Clutching the gift certificate, the coaches escorted the children on a shopping trip to the local store.

"The kids could buy whatever they wanted," Rhoades said. "It was great fun for the kid and the coach."

When the seniors were told of their coach's experiences in Yuma, they settled on a similar project in Payson between Thanksgiving and Christmas.

After some discussion, the seniors agreed that the PHS football project would be to purchase a food basket for each holiday and hand deliver them to a deserving Rim country family.

The plan began to come together the afternoon of Nov. 22 when senior Tyler Williams' mother, Lori Purtill, volunteered to do the food shopping for the players.

With $250 from the football club, she scoured local grocery stores choosing all the food items needed for a complete, lip-smacking holiday dinner.

"We also wanted enough leftovers for those days after (the holiday)," Rhoades said.

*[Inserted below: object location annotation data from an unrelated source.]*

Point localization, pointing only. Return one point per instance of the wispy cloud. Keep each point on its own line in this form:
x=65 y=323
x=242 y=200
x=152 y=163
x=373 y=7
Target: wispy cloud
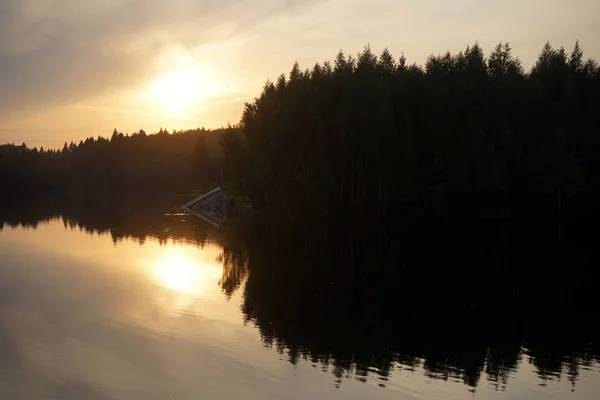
x=64 y=51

The completed basket, which included ham, turkey, sweet potatoes, vegetables, pies, dressing and beverages, was delivered that afternoon by Kyle Sachak, Williams and Rhoades to a family recommended by school officials.

"The family's eyes lit up when they saw it," Rhoades said. "They were so grateful."

The seniors agreed the Thanksgiving project should be a part of their legacy at PHS.

"We want all the teams in the future to continue doing it," Williams said.

But before the seniors legacy is complete, they have another holiday project to finish -- a Christmas food basket.